ROMA
- (Italia Estera) - Comunque vada, il referendum sulla procreazione assistita ha creato notevoli ripercussioni nel quadro politico ed in particolare nei rapporti tra Prodi e l'Unione, in vista di un ipotetico nuovo partito di centro e soprattutto all'interno di Alleanza Nazionale.
Che Rutelli abbia espresso la sua astensione mentre Prodi contestualmente annunciava che sarebbe andato a votare ha approfondito, infatti, anche su questo fronte le divisioni tra le due anime dell'Unione.
I rapporti tra gran parte della Margherita ed il candidato a premier del centro-sinistra continuano così ad essere molto tesi ed una delle conseguenze è stata anche l'aprirsi di infiniti commenti sulla possibilità che a breve vada a delinearsi un nuovo "partito di centro" che in qualche modo possa assemblare in tutto o in parte l'UDC con quella fetta di Margherita che non ne può più del suo professore.
Uno scenario che qualcuno sostiene sarebbe ben visto anche dallo stesso Berlusconi che cerca una "casa comune dei moderati" per isolare Prodi sulla sinistra.

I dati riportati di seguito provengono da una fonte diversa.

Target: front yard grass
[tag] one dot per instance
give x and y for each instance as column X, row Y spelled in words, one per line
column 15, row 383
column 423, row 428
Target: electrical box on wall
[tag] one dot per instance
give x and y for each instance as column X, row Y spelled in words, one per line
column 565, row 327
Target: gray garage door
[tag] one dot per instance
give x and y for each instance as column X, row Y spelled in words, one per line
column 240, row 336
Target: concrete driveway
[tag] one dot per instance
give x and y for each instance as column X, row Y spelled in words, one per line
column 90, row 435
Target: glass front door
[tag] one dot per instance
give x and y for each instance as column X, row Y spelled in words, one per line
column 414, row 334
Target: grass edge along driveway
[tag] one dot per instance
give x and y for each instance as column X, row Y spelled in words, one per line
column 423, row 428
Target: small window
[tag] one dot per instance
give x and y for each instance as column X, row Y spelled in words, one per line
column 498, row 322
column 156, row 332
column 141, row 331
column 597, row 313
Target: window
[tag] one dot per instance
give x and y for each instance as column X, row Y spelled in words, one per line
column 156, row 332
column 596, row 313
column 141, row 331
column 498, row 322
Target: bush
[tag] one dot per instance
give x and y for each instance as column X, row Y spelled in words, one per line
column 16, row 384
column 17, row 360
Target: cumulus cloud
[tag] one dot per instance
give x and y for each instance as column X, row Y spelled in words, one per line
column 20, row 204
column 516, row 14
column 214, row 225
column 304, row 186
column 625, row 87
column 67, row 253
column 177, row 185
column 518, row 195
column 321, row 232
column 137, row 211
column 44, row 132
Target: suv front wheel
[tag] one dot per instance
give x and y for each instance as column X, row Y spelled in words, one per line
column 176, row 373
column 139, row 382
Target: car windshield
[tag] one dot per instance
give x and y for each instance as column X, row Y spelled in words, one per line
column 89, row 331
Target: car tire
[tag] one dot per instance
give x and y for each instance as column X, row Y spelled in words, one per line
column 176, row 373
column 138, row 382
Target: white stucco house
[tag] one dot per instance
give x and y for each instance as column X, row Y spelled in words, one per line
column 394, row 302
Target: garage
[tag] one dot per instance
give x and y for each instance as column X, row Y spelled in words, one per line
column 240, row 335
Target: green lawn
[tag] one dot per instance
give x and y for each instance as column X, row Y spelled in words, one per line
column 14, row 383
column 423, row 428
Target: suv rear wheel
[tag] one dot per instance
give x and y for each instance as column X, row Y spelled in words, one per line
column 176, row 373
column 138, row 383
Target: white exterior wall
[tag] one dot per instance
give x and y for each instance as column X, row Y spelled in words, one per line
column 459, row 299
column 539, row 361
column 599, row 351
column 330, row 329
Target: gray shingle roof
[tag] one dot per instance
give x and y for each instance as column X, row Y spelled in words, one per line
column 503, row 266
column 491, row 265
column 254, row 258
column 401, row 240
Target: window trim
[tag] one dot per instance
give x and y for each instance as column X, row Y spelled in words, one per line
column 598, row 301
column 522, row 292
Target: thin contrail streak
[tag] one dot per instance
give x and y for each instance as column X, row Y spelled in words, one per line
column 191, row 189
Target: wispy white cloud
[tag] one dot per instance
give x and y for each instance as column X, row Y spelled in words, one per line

Un'ipotesi tutta da verificare, ma che potrebbe trasformarsi in qualcosa di più concreto nel momento in cui Berlusconi facesse un passo indietro come leader della sua coalizione, magari nell'ottica di salire al Quirinale.
Ricordiamoci che il successore di Ciampi verrà eletto all'inizio della nuova legislatura e che, ipoteticamente vinte da Berlusconi le elezioni del 2006, il Cavaliere dovrebbe ottenere voti "pesanti" e determinanti anche da alcuni settori della Margherita, magari in cambio di un passaggio di Casini a Palazzo Chigi e riconoscendo spazi adeguati per uomini vicini a Rutelli.
Insomma: un possibile ricompattamento al centro che certo il voto (anzi, la posizione di "non voto") referendario ha indubbiamente riavvicinato le parti.
Aria di tempesta, invece, in Alleanza Nazionale dove buona parte del partito non ha digerito le dichiarazioni di Fini sulla sua partecipazione al voto. Dichiarazioni reiterate pur dopo che 82 deputati su 98 (tra cui il sottoscritto) e 40 senatori di AN su 47 avevano firmato un documento in cui si esprimeva un invito all'astensione dalle urne.
Ma dove va Fini rispetto al suo partito? Anche qui molte sono le ipotesi e poche certezze, legate anche al voto che lunedì sera - conosciuta la partecipazione al voto referendario - avrà espresso vinti e vincitori.
Si era detto che Gianfranco Fini "soffrisse" il suo partito, ma non c'è dubbio che negli ultimi due anni il leader della destra italiana non abbia mancato occasioni di uscire dalle linee programmatiche "ortodosse" del suo stesso partito. Prima le dichiarazioni sul voto agli immigrati, poi la fortissima critica al fascismo ed ora il referendum hanno creato malumori vivaci nell'elettorato storico di AN e nei quadri, mentre i sorrisi a sinistra possono forse lusingare il Ministro degli Esteri, ma certo non gli portano voti. Il problema che mi pongo (e vi sottopongo) è su quali principi si basi la linea politica di Fini, quale sia il suo percorso strategico, che cosa pensi realmente dentro di sé, quali siano - soprattutto - i suoi valori di riferimento.
Se lo capissimo, forse, riusciremmo a comprendere perché a volte riesca a distruggere una immagine positiva che si era costruito e che poi distrugge con atteggiamenti incomprensibili.